Ganhei uma caneta do Pinóquio.
O marciano que por ventura ler essa frase certamente vai pensar que um sujeito chamado Pinóquio presenteou o cronista com uma caneta. É uma interpretação literal e razoável da afirmativa. Mas o terráqueo bem informado sobre o personagem imaginário do italiano Carlo Collodi saberá que a preposição conjugada com o artigo está sendo usada para indicar a temática da caneta.
Como se vê, é possível contar uma mentira dizendo-se apenas a verdade.
A caneta é bem engraçadinha. Tem esculpida em madeira, na parte superior, a cabeça do boneco Pinóquio com nariz grande e tudo. Veio de Florença pelas mãos de uma sobrinha que recém retornou de viagem à Itália. Foi a lembrança que me trouxe. Claro que reagi com fingida indignação:
— Como assim, uma caneta com a cara do Pinóquio para um jornalista? Tem alguma insinuação aí?
— Tem! — me respondeu ela, que também é do ofício. E completou: “A história de Pinóquio não é sobre mentira. É sobre a importância de se buscar a verdade.”
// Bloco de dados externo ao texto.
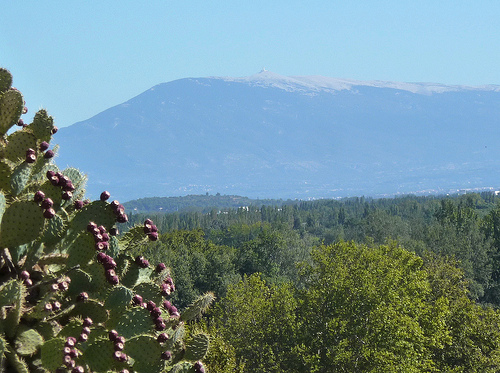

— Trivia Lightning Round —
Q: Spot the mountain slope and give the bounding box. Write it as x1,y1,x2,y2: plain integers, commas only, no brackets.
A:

Nesse sentido, vale lembrar que a história original — escrita pelo florentino Carlo Lorenzini, que estudou e passou parte da infância na cidade de Collodi, adotando o nome dela como pseudônimo — é bem diferente do conto de fadas edulcorado dos desenhos animados da Disney. O boneco falante que virou criança era tão malvado que não poupou nem a vida do Grilo Falante, seu bom conselheiro. Mas o que ficou no imaginário popular desse clássico da literatura foi mesmo a fantasia do nariz crescendo a cada mentira.
Metáfora atualíssima nestes tempos confusos que estamos vivendo, em que é cada vez mais difícil distinguir o verdadeiro do falso. Pensando bem, antes de se tornar humano, o boneco de madeira imaginado em 1881 talvez tenha sido a primeira inteligência artificial a se voltar contra seu criador. Fake news era com ele mesmo. Agora é moda, principalmente entre os governantes de grandes potências mundiais e senhores da guerra, que dizem uma coisa num dia e fazem o oposto no outro. Bem que a Fada Azul do conto infantil podia lançar sobre eles aquela maldição do nariz crescente. Eu assinaria em baixo. Com a minha caneta nova.